Optimizing Agent Workflows for Modern LLMs
Writing effective agent skills requires deep knowledge of prompt engineering. With the release of advanced reasoning models like Claude 3.5 Sonnet, ChatGPT o1, and DeepSeek-V3, prompt templates must focus on structured thinking. Developers are encouraged to use XML tags (e.g., <thought>, <context>, and <rules>) to isolate execution boundaries. Standardized prompts prevent agents from suffering from context drift, ensuring that long-running tasks remain aligned with the initial system parameters.
Exploring by SOC Occupations and Creator Profiles
What makes SkillMD unique is its taxonomy. Instead of simple text search, we parse and organize files according to the Standard Occupational Classification (SOC) system. This means you can discover skills written for Computer and Mathematical roles, Business and Financial operations, Legal, Design, and and Educational Instruction fields. By tracking creator profiles, developers can study how different teams organize their custom instructions, compare version updates, and fork public configs for specialized enterprise use cases.

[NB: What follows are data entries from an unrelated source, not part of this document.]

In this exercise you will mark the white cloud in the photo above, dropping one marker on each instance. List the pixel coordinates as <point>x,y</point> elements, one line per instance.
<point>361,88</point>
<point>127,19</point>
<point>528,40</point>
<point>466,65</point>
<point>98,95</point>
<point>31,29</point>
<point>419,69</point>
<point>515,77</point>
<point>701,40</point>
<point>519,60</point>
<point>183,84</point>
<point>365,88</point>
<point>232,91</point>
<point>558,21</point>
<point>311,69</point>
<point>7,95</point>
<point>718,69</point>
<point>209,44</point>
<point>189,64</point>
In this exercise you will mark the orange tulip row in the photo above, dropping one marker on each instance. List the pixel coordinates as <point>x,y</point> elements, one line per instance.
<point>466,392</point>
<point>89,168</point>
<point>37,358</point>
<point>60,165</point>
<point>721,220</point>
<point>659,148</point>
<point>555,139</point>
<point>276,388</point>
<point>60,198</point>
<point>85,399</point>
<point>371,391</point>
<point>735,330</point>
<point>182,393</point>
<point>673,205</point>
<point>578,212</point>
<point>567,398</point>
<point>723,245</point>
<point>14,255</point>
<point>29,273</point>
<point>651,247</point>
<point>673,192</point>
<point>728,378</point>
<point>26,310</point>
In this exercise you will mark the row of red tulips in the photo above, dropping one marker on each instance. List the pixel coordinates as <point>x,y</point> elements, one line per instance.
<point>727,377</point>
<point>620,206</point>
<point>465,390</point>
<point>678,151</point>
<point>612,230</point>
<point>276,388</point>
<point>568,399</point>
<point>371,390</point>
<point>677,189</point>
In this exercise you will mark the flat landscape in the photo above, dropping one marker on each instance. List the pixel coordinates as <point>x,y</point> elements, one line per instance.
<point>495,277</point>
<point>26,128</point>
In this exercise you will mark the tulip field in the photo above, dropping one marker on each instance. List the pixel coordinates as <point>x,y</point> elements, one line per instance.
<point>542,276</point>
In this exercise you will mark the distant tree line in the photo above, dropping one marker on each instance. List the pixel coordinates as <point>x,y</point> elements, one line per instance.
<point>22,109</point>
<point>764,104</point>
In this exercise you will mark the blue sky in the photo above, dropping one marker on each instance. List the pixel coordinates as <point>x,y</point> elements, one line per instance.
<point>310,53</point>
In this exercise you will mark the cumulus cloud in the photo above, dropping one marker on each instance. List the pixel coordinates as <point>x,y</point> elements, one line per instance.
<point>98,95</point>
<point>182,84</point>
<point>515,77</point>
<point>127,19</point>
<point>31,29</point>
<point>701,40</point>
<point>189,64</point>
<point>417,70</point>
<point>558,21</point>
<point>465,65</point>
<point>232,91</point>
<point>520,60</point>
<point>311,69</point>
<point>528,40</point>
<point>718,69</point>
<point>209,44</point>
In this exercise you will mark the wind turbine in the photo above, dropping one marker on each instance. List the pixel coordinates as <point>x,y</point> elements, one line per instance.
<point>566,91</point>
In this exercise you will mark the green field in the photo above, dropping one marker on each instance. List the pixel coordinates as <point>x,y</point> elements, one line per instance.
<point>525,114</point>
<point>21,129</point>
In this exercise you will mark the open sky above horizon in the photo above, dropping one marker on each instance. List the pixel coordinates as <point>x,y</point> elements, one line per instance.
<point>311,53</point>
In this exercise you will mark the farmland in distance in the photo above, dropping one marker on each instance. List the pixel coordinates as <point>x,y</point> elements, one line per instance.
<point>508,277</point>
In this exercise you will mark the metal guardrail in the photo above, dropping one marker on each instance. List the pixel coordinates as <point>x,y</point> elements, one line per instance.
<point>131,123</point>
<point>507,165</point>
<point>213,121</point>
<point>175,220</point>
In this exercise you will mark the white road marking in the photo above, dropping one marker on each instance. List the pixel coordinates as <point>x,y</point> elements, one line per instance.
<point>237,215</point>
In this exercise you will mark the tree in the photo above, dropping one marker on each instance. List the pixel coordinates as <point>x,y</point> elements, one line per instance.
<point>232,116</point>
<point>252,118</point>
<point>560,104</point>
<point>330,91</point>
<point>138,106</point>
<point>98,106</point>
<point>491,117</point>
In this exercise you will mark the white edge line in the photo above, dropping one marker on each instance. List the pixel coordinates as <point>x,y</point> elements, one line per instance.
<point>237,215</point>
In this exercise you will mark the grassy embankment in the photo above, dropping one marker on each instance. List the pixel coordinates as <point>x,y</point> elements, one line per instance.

SkillMD operates as a high-performance index running on a fast Go backend and a highly responsive Astro SSR frontend. All search queries execute in milliseconds, featuring smart debouncing to prevent multiple API requests while keeping user data secure. Join our community of developers to standardize your AI agent instructions and optimize your LLM prompting workflows today.
Frequently Asked Questions
A practical guide to agent skills: what they are, how to inspect them, and how SkillMD helps you explore the ecosystem.